Hearing a designer speak again was like coming home. I love design and I especially I love hearing people talk about it.

I brought along my copy of his anthology, The Graphic Art of Michael Schwab, and a sharpie to have him sign it. I was the only one with a copy of his book, so he was excited to see I had it: “That makes me feel good!” Though, he was talking to other folks, so I just got a quick “m schwab 2007” on the title page; a little bittersweet when meeting such an personal design hero. Guess he has more influencing to do… and granted I was stunned into silence. Oh well, it was a great talk and more importantly he’s still producing great work. I’ll forever drool over his simplistic silhouettes and stacked type. *sigh* If your around San Francisco, look out for his MLB All Star Game campaign in SF right now.

Social design

May 2, 2007

I think something is happening in the design field…but see what you think. If you have any feedback or knowledge, please comment. I’d love to dig deeper into this:

While there are designers who are constant in their commitment to use design for non-profit uses and the greater good (consider blogs like social design notes, houtlust, etc.) my little naive designer antennas are starting to pick up more and more about a broader social design through my faithful RSS feeds and the industry journal, Communication Arts.

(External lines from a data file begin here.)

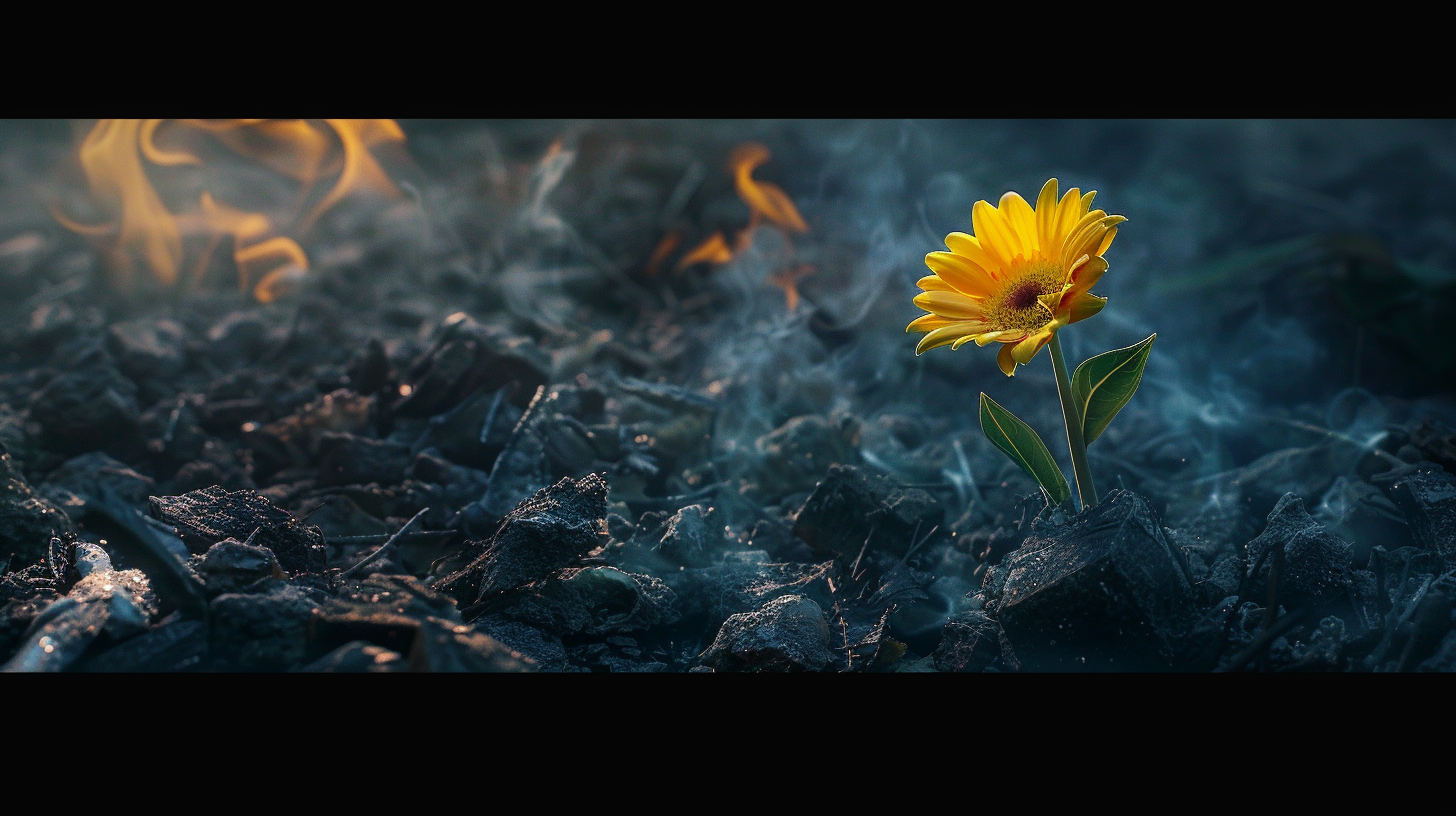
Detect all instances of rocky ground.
[0,122,1456,672]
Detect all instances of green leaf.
[1072,334,1158,444]
[981,393,1072,506]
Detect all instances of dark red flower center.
[1006,281,1041,309]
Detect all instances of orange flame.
[666,141,814,312]
[51,119,405,303]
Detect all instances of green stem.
[1051,334,1096,510]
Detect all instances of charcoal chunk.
[754,414,859,495]
[76,618,207,673]
[794,465,945,560]
[652,504,724,567]
[996,490,1195,670]
[298,640,409,675]
[502,567,680,637]
[208,581,317,672]
[151,487,328,574]
[31,366,141,453]
[703,595,834,672]
[1372,468,1456,568]
[409,619,536,673]
[1246,494,1351,606]
[106,319,186,380]
[198,539,284,596]
[317,433,411,487]
[435,474,607,606]
[933,609,1002,672]
[0,449,76,564]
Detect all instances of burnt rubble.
[0,118,1456,673]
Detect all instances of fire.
[51,119,405,303]
[666,141,814,312]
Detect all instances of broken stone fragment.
[652,504,724,567]
[0,449,76,564]
[501,567,680,637]
[702,595,834,672]
[409,618,536,673]
[106,318,186,380]
[1246,494,1351,608]
[996,490,1195,672]
[435,474,607,608]
[1372,468,1456,568]
[31,364,141,453]
[208,581,317,672]
[150,487,328,574]
[754,414,859,495]
[794,465,945,561]
[198,538,284,597]
[933,609,1002,672]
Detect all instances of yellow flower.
[906,179,1127,377]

This started last October when I posted briefly on Milton Glasier’s Designism. That was very exciting but I just haven’t heard much else, and no one I talk to seems to know much about it.

Then I open my recent Communication Arts to Carolyn McCarron Sienicki’s Inch by Inch article. She mentions several other designers and initiatives such as Christopher Liechty’s cross cultural design understandings, Stefan Sagmeister’s heartfelt design, and Natalia Ilyin emphasis on the human. These are all new to me, and I got quite excited as I kept reading:

It may sound like these designers and business leaders are quoting different theories, but they are not. They’re all talking about the same thing: using our creative thinking and design skills to help redirect the present course of the world—economically, socially and environmentally. Maybe it was Hurricane Katrina that finally did it. Maybe it was Al Gore’s Inconvenient Truth. Maybe it’s the never-ending casualties and ever-growing troops in Iraq. Whatever the trigger, there’s a collective feeling that we can no longer afford to go on working and living the way we have. In a world that grows smaller every day—where we are economically interdependent on each other, where cultural and social clashes create terrorism, where the changes in the environment are now too disturbing to ignore—the things we are creating no longer feel sustainable.

Hmm…I’m officially getting excited. I’m hearing Fuller’s theme verse this year ringing in my ears: “And what does the LORD require of you? To act justly and to love mercy and to walk humbly with your God.” Micah 6:8

Before you think I’m prooftexting this, consider this: the Cooper-Hewitt National Museum of Design on Museum Row in New York City is opening their first exhibit dedicated to social design next Monday: Design for the other 90%. John Emermon’s Social Design Notes blog points to a recent article in the International Herald Tribune about this (check out the slide show, it’s truly inspiring). While Emerson seems to think this design exhibition is more an act of charity than representing a paradigm shift I’d hope to see, call me silly to say this glass looks half full. I’m excited leading design institutions (Communication Arts and the Cooper-Hewitt) are starting to notice trends of designers responding to injustice and poverty through the design process. Sounds like mission work to me.